The cure was not a simple one, not even for Jesus the miracle worker. This was no time for spectacle, for show. Jesus pulled the man aside to a private place. (It strikes me that the deaf man must have had little understanding of what was going on; he had to trust Jesus.) Imagine what it would feel like to have Jesus stick his fingers in your ears. Imagine what it would be like to have him take his spit and put it on your tongue.
Imagine what it would be like to have Jesus pray for you in the common Aramaic his very common people spoke, a prayer so deep that it comes out in a groaning command: “Ephphatha.” Open up!
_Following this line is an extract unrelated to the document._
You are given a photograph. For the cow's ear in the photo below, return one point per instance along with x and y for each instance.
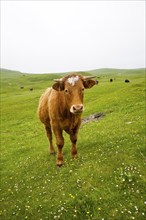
(58, 86)
(89, 83)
When it comes to hearing Jesus, to really hearing what God has to say to us, we’re stopped up, too. The world is in our ears. We’re clogged with work, sport and school schedules, with plans, with worries, with diversions like television, Internet and video games. We’re so stopped up that we’re in danger of remaining deaf to God’s continuing call on our lives until the day we die.
This deafness also makes us spiritually mute. How can we declare what we have not recently heard?
On the day the deaf-mute man was healed, the people who witnessed the transformation remembered what the prophet Isaiah had said about the time to come, the time when all things would be set right, the time when God would return to his people and establish the kingdom that would save the world. “Then the eyes of the blind shall be opened, and the ears of the deaf unstopped; then the lame shall leap like a deer, and the tongue of the speechless sing for joy.” (Isaiah 35:5-6)
And no one, not even Jesus, could keep them from proclaiming the signs they were seeing. (Was the deaf-mute man their keynote speaker as they ran about?) Their excitement was too great; they could not restrain themselves.
May we go to private places with Jesus long enough that our ears be unstopped. May we hear his message well. And may we declare the message of Jesus Christ as Lord and Savior with great excitement.